Après la fin de la campagne de Hongrie, deux jeunes officiers de cavalerie, portant moustache, habit blanc et bottes à l’écuyère, se promenaient bras dessus, bras dessous, dans la ville ennuyeuse de T…

« Comment, s’écria l’un en regardant son camarade, comment ferons-nous cet hiver pour ne pas mourir d’ennui, accoutumés comme nous le sommes au mouvement et aux fortes émotions de la guerre, et à être tirés à coups de canon de notre flegme stoïque et militaire ?

— J’y ai déjà pensé, répondit l’autre, et je crois avoir trouvé un moyen qui unit l’utile dulci. Tu sais qu’en Italie j’étudiais avec passion le hongrois. Eh bien, avec cette conséquence qui me caractérise, je veux, maintenant que nous sommes en Hongrie, apprendre l’italien.

— L’idée est bonne et ne manque pas d’originalité, reprit le premier. Quant à moi, j’ai aussi un projet, qui est — d’écrire mes réminiscences. Si Salomon, qui avait sept cents femmes, belles comme des reines, et trois cents concubines, a écrit, et non sans succès, le livre de la Sagesse, pourquoi ne réussirais-je pas, moi, à faire une petite brochure amusante et sans prétention ?

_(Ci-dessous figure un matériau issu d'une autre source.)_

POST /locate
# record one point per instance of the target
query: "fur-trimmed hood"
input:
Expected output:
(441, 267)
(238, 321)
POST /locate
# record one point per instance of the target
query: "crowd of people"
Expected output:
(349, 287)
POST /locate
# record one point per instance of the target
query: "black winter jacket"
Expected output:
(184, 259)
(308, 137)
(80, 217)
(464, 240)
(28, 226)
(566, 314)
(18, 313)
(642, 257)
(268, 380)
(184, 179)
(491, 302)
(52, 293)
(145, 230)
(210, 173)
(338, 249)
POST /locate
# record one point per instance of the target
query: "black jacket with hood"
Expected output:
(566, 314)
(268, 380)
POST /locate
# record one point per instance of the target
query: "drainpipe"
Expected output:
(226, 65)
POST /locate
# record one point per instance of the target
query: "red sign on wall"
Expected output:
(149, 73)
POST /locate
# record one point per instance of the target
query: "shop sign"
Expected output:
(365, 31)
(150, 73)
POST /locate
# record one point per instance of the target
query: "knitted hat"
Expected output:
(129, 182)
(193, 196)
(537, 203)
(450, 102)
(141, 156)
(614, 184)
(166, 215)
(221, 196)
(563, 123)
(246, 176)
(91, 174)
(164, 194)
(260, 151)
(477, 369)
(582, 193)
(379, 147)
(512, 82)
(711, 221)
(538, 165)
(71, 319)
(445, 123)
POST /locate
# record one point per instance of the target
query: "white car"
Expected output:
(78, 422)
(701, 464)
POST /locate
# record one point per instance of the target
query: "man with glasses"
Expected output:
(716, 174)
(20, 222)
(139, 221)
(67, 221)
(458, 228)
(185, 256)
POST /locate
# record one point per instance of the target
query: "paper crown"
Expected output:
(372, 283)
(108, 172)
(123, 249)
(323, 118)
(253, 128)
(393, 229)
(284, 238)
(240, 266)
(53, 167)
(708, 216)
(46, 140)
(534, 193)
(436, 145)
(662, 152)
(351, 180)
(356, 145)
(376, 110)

Il avait, lui, sept cents femmes et trois cents concubines, ce qui fait, si je ne me trompe, en tout mille empêchements. Moi, pour le moment, je n’en ai aucun : l’avantage est donc tout de mon côté.

Celui de nos deux officiers qui n’était jamais parvenu, en Italie, à apprendre la langue des Magyares, n’apprit guère en Hongrie à traduire le Dante.

Quant à l’autre, tint-il sa résolution ?

Ce livre, lecteur, en est la preuve.